Céu Cavalcanti
Ao iniciar esses escritos, uma passagem em específico do livro As malditas, da autora argentina Camila Sosa Villada, me chega com força de organizar e convocar miradas. Em determinado momento da história, um grupo de travestis decidem ir tomar sol enquanto uma delas (a protagonista) compartilha uma reflexão:
Na verdade, somos noturnas. Não saímos de dia. Os raios do sol nos enfraquecem, revelam — para que negar isso? — as indiscrições de nossa pele, a sombra da barba, os traços indomáveis do homem que não somos. Não gostamos de sair de dia porque as massas se revoltam diante dessas revelações, expulsam-nos com insultos, querem nos amarrar e nos enforcar em praça pública. O desprezo manifestado, a desfaçatez de nos olhar e não se envergonhar disso.

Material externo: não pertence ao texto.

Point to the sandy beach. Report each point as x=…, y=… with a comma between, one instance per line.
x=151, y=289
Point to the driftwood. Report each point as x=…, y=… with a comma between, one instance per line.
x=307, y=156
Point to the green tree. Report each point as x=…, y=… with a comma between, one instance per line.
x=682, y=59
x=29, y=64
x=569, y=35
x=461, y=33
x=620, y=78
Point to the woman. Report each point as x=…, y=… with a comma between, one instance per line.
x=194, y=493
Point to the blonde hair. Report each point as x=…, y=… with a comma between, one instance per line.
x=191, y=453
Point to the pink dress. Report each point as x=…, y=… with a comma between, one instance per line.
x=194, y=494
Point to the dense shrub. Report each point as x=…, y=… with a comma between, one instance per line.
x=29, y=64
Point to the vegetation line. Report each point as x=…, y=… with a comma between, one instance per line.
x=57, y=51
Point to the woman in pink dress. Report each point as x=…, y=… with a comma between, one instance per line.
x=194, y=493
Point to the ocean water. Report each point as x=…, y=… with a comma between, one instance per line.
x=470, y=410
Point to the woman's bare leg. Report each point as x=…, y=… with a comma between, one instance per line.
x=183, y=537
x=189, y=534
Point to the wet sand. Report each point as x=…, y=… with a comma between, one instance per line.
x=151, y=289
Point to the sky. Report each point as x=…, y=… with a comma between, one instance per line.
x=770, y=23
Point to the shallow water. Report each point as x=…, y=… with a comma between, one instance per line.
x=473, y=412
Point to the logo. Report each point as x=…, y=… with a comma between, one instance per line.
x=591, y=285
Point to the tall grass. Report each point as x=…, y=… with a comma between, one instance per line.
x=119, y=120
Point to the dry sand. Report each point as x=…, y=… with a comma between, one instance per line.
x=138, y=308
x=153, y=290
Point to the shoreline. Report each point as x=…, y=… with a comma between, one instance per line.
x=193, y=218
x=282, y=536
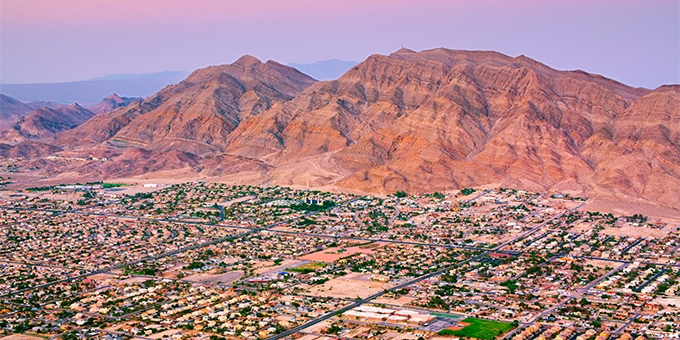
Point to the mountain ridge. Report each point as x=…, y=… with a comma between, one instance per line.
x=414, y=121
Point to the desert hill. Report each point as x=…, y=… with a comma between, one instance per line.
x=112, y=102
x=414, y=121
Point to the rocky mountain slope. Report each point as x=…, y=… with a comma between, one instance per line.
x=112, y=102
x=45, y=123
x=414, y=121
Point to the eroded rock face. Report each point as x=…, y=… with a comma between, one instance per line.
x=443, y=119
x=424, y=121
x=45, y=123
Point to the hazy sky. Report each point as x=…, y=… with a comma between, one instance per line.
x=634, y=41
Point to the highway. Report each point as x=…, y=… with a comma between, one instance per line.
x=416, y=280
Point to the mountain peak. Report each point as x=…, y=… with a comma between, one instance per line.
x=247, y=61
x=404, y=50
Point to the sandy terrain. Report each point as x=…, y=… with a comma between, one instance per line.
x=225, y=278
x=169, y=333
x=402, y=300
x=332, y=254
x=633, y=206
x=349, y=286
x=268, y=267
x=20, y=337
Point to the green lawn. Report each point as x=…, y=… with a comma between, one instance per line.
x=480, y=329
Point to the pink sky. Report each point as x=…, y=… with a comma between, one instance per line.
x=637, y=42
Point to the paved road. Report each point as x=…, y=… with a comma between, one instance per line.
x=411, y=282
x=154, y=257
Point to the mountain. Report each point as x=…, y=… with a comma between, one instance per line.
x=89, y=92
x=325, y=69
x=197, y=114
x=112, y=102
x=414, y=121
x=444, y=119
x=45, y=123
x=11, y=110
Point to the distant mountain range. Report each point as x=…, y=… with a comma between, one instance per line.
x=90, y=92
x=413, y=121
x=326, y=69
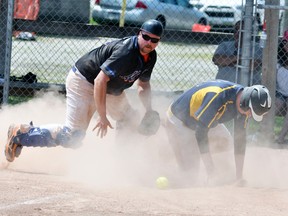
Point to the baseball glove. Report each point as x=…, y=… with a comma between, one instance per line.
x=150, y=123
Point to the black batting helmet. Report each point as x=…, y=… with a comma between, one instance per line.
x=152, y=26
x=258, y=99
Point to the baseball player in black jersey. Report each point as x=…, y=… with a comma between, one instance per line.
x=205, y=106
x=96, y=83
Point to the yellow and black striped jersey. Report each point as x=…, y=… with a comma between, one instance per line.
x=208, y=104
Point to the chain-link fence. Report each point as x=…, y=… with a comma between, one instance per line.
x=48, y=36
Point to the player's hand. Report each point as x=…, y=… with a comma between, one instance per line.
x=102, y=126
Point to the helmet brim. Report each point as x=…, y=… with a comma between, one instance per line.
x=255, y=116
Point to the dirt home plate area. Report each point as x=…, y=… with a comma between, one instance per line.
x=105, y=177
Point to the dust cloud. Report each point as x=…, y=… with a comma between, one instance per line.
x=134, y=161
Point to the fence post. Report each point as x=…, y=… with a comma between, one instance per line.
x=269, y=66
x=6, y=16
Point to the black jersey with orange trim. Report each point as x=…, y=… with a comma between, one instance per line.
x=208, y=104
x=121, y=61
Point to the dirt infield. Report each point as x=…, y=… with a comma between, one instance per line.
x=102, y=178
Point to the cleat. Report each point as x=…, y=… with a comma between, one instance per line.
x=13, y=149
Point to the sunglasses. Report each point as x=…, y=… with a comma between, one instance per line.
x=147, y=38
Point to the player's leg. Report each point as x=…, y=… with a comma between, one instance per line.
x=79, y=112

Não gostamos de sair de dia porque as senhoras da alta sociedade, as senhoras de penteado feito no cabeleireiro e cardigan de fio fino, denunciam-nos por escândalo. Apontam para nós com seus dedos de harpia e nos convertem em estátuas de sal, prontas para a derrocada, para a avalanche de nossas células esparramadas como as pérolas de um colar arrancado de supetão.
Não gostamos de sair de dia porque não estamos acostumadas, porque é impossível se acostumar ao espartilho dos seus estatutos. Melhor ficarmos dormindo, trancadas em nossos quartos, assistindo a novelas ou não fazendo nada. Não fazer nada durante o dia, apagar-se do mapa da produção — isso é o que fazemos.
Mas, nesta tarde, decidimos ir tomar sol. (…)
(As Malditas, 2025, Camila Sosa Villada, p. 94)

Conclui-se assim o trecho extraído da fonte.